IMPROVING THE QUALITY OF CARE FOR PATIENTS WITH CSU: STUDY DESIGN AND PATIENT BASELINE CHARACTERISTICS

Abstract

Introduction

Management and care of patients with chronic spontaneous urticaria (CSU) is not always optimal, with diagnostic delays, dissatisfaction with care, and lack of adherence to international guidelines all impacting CSU management. Here, we propose a real-world study design to develop a greater understanding of factors affecting the management of CSU, with the goal of improving the quality of care for patients.

Methods

In Part 1 of the study, retrospective analysis will be conducted on longitudinal patient data (2012 to 2022) from the Endeavor Health System electronic medical record (EMR) to identify patient risk factors for CSU severity, duration, and relapse, as well as predictors of treatment response for CSU. In Part 2, physicians will be interviewed to assess their knowledge and perceptions of CSU guidelines and management and use of patient-reported outcomes.
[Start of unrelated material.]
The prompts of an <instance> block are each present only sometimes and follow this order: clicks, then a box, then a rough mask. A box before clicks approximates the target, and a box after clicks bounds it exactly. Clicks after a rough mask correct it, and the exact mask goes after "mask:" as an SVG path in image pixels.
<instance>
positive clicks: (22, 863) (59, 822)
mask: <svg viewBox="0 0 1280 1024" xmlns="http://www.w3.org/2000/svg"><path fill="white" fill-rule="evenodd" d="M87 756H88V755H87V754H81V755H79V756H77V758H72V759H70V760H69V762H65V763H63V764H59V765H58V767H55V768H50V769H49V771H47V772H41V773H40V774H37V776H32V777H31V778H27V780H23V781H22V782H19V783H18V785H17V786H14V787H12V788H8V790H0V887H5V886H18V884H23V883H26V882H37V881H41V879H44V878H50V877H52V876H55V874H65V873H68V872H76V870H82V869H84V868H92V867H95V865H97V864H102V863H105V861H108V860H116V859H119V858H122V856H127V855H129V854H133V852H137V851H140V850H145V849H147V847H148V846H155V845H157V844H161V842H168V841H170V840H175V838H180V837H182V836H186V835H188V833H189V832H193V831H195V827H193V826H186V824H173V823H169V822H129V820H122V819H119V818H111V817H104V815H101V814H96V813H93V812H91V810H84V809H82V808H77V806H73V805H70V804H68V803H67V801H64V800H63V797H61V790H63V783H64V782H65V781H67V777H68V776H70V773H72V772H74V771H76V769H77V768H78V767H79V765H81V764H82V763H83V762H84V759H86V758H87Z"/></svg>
In Part 3, quality improvement initiatives will be developed, including education for physicians and new clinical workflows and decision tools for CSU management.

Results

For Part 1 of the study, baseline characteristics of patients with CSU from the Endeavor Health System EMR are presented in the Table. Over two-thirds of patients were female with a mean age of 35 years. The most common comorbidities were allergic rhinitis and asthma. About 40% of patients visited a physician with an allergy/immunology primary specialty.

Conclusions

A greater understanding of patient characteristics, physician perspectives, and avenues to improve quality of care will assist physicians in providing better care for patients with CSU and will ultimately improve clinical outcomes and quality of life for patients.